The Last Semester Stretch

Here we are, the final countdown- the last semester.

This semester has, by far, been one of the hardest I’ve ever had. Sadly, up until a few months ago it was designed to be one that wasn’t exactly easy, but at least doable. I wanted to focus on my project (my thesis) wholeheartedly. Instead, I was placed in a position where I had to finish two major projects at the same time. I’m not trying to whine or complain- I could have tried harder to avoid this, and ambitiously, I tried to tackle it. But I guess I need to remind myself and maybe the outside world that if I seem stressed or struggling, it’s because I’m under a ludicrous workload. I have learned my lesson, cross my heart! When in The Real World, I will make sure to leave ample time to recharge and do nothing. I never realized how difficult it can be and how fuzzy it makes your mind when you never have “off”- when every weekend there’s a task or project to do.

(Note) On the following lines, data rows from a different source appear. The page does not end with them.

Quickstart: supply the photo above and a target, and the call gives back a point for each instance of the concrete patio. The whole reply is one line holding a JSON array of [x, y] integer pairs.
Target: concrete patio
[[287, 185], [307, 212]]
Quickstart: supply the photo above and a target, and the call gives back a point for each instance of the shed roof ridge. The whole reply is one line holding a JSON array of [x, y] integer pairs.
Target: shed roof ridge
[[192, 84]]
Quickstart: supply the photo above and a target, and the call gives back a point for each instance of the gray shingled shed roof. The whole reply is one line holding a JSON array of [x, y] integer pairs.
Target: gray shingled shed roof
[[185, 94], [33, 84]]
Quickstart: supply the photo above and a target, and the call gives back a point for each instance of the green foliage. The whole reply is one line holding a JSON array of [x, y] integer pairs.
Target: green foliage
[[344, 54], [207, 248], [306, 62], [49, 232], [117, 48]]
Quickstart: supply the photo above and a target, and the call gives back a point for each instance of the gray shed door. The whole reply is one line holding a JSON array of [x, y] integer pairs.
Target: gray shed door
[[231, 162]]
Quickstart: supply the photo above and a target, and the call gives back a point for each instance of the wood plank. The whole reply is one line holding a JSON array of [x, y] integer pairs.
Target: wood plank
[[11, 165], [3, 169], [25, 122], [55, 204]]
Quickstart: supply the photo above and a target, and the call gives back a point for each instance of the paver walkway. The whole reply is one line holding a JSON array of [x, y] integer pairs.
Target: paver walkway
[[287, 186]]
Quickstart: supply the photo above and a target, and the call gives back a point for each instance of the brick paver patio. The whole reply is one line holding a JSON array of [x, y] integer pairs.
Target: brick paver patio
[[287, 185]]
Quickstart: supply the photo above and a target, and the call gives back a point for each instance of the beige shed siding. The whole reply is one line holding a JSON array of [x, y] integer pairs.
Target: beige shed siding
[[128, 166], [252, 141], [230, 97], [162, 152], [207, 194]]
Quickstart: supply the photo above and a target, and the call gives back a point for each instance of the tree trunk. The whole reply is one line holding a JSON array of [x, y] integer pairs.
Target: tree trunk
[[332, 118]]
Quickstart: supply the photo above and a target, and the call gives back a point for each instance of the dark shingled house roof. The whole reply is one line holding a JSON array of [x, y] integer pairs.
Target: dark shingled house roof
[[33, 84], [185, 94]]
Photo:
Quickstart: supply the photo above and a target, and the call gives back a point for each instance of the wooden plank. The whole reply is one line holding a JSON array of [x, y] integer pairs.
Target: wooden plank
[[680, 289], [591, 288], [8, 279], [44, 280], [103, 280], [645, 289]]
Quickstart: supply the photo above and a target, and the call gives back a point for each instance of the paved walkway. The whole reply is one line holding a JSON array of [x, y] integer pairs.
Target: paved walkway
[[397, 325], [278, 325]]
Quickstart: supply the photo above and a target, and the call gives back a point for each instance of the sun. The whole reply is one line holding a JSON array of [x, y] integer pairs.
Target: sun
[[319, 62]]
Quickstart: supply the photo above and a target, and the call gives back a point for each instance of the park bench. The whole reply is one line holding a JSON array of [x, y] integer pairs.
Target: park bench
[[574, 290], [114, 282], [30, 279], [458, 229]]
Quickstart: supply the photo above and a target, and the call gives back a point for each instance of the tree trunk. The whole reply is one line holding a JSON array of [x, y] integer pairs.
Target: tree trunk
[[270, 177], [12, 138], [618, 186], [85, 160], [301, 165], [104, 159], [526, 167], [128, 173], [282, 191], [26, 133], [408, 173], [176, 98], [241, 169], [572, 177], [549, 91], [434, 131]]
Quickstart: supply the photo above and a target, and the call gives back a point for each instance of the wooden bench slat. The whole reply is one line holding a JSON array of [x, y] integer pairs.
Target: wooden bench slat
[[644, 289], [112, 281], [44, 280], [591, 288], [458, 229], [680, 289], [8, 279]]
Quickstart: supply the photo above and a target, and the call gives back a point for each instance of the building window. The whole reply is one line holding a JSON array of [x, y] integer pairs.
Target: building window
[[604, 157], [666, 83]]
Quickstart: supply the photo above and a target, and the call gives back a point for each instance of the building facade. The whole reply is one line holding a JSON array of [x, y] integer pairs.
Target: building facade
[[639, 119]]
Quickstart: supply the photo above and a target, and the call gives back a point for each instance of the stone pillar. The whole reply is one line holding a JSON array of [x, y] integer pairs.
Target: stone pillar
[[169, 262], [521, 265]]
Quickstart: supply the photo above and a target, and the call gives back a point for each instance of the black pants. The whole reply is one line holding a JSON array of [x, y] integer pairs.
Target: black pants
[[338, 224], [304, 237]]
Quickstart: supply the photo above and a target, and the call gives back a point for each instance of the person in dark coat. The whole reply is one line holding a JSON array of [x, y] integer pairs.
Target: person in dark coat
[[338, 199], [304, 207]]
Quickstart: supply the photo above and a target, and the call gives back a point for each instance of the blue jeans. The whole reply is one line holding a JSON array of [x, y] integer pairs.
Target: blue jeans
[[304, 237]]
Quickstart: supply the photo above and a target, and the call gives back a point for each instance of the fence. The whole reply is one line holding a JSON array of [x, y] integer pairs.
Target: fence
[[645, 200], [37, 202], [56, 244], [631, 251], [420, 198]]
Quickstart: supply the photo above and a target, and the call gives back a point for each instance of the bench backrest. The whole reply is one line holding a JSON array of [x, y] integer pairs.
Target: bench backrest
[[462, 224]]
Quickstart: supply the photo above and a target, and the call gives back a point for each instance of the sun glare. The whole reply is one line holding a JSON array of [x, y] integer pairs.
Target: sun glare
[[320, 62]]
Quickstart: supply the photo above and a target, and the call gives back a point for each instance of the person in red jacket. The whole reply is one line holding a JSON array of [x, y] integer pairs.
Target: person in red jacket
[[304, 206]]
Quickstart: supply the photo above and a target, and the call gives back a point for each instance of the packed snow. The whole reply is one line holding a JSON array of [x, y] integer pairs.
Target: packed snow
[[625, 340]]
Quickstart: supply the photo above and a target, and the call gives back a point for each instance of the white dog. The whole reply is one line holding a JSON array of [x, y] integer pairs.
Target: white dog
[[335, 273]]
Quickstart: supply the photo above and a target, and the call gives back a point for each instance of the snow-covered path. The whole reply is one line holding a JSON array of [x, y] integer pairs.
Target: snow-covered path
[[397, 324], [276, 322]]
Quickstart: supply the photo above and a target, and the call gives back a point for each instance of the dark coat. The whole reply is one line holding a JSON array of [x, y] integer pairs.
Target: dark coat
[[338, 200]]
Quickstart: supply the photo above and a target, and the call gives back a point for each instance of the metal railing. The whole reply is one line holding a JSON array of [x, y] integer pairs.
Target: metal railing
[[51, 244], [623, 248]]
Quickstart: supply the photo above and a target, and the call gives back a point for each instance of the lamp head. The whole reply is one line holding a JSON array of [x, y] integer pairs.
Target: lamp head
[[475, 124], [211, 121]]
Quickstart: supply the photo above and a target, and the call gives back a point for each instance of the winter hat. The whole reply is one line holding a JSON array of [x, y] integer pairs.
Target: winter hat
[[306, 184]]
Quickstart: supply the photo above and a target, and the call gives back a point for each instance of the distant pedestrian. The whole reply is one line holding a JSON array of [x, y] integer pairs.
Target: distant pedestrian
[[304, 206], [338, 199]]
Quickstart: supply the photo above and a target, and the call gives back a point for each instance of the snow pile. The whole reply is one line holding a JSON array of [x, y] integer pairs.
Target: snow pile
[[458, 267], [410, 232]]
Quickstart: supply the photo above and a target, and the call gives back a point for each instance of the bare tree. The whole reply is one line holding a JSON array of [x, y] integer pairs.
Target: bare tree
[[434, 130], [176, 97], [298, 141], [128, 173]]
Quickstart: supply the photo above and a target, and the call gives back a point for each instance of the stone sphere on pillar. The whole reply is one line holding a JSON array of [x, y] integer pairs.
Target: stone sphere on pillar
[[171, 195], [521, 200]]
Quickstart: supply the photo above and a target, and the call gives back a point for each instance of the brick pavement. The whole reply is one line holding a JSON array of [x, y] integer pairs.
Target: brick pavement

You miss out on birthdays, coffee with friends, or even just naps on the couch where you don’t HAVE to be awake for at least an hour. I’ve done a great disservice to my dog by allowing myself to become so busy, and I’m genuinely sorry for it. I know I need a break soon. I’m hoping this summer, things will calm down for me.

In the meantime……there’s always more thesis work to be done.


The Two Week Trek to Taiyuan

From February 15 to March 3rd, I was in Taiyuan, Shanxi, China, doing research for my master’s thesis about Taiyuan’s master urban plan.

I had lived in Taiyuan from 2007-2011. The changes I was starting to see at the end of my tenure are what inspired me to focus my research there. I had read a great deal online before I left: new stadium here! More buildings moving south! but nothing really prepared me for standing in the midst of so much breathtakingly rapid development.

It began the moment I left the airport.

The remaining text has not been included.